Wes Maas still owns 50 per cent of the company he started in Dubbo with a single bobcat and a tipper truck. His stake was worth $760 million one year ago, but with the market decline the value of that stake has slumped to $590 million.
In the past year, Maas Group has underperformed the broader ASX200 index by 10 per cent. And while some investors are nervous, Wes Mass has ploughed almost $10 million into acquiring more shares into the company he founded.
“I have no better place to put my money than the company,” he says. “We’ve got a really strong outlook and I know exactly what we’re going to do over the next few years, so I think we’re better positioned today than when we listed at the IPO.”
Maas Group, which has a staff of 1200, has a vertically integrated model where it controls most of its own supply chain, from owning quarries to heavy earth moving equipment. It has 31 quarries, 12 concrete plants and 450 pieces of machinery and equipment for hire. It also owns a factory in Vietnam, which makes underground mining equipment.
“Most of the things we do, we do 80 per cent of in house. We’re quite different to a lot of developers who contract out,” says Maas. “Our cost is our cost. Obviously, we’ve seen inflation in house building, but we’ve been able to pass that on in house prices. We’ve maintained our margin. On the infrastructure side the business is as strong as ever, on the construction materials side it’s as strong as ever. We’ve got a better forward order book than we’ve ever had.”

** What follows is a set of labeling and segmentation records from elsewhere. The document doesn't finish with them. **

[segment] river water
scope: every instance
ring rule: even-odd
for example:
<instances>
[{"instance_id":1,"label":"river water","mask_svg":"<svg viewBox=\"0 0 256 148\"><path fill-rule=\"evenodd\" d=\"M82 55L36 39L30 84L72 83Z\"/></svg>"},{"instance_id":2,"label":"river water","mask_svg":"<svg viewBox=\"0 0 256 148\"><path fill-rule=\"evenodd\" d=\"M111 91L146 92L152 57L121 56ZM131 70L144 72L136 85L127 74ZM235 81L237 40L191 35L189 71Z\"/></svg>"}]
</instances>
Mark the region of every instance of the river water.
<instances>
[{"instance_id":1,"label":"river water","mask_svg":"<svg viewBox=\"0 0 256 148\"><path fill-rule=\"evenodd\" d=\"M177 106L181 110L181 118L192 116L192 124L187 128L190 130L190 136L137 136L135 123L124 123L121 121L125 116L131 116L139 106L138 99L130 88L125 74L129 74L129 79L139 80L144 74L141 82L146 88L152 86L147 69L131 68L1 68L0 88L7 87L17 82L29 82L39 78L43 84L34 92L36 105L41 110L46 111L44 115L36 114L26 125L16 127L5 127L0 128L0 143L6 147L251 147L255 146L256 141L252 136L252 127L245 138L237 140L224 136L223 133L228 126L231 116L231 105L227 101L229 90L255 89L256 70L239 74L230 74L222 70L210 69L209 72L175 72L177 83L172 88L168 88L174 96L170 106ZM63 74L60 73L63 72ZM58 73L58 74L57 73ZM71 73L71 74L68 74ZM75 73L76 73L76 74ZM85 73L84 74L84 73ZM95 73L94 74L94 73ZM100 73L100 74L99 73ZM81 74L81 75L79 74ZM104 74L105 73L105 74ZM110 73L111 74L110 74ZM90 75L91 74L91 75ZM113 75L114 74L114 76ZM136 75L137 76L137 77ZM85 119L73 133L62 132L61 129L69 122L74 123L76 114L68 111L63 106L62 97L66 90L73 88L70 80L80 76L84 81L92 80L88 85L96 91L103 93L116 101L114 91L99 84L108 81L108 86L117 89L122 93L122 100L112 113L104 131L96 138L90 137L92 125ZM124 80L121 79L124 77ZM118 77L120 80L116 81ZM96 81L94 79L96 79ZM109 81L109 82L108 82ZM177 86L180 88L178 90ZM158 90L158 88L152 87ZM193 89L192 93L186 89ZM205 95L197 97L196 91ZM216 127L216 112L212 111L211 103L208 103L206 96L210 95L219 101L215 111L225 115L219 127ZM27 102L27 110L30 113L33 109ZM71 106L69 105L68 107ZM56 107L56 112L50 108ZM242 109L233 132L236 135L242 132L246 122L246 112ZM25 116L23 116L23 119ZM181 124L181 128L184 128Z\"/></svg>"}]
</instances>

The company has 8095 residential property housing lots, with plans to sell about 550 lots annually. Many of the residential estates Maas Group develops include a neighbourhood commercial precinct, which add to the commercial property arm that Wes Maas expects will dominate the company in the next three to five years.
In the interim, Wes Maas sees the current shortage of skilled workers as the biggest challenge to his company, rather than the risk of an economic slowdown.
“I don’t have an exit plan.”
Wes Maas, chief executive Maas Group
Morgan’s broker Liam Schofield has forecast that Maas Group’s net profit will grow from $34.7 million in 2021 to $150.1 million by 2025. He expects that growth will partly be driven through more acquisitions. Maas Group has been aggressively hoovering up quarries and service businesses such as Garde, which installs and maintains underground high-voltage cables.
Schofield says he is largely bullish on the company because of its exposure to regional infrastructure work. “A lot of our thesis is driven by regional infrastructure, and it’s also that vertical integration model. They’re building a portfolio of residential estates, which they can build out using much of their own product. So, we think that that gives them the best chance of controlling costs, which is a major issue in this current environment.”
Wes Maas says he will continue to grow the company sustainably. “I don’t have an exit plan. I’ve always been goal-based and focused on continuing to build a bigger business.”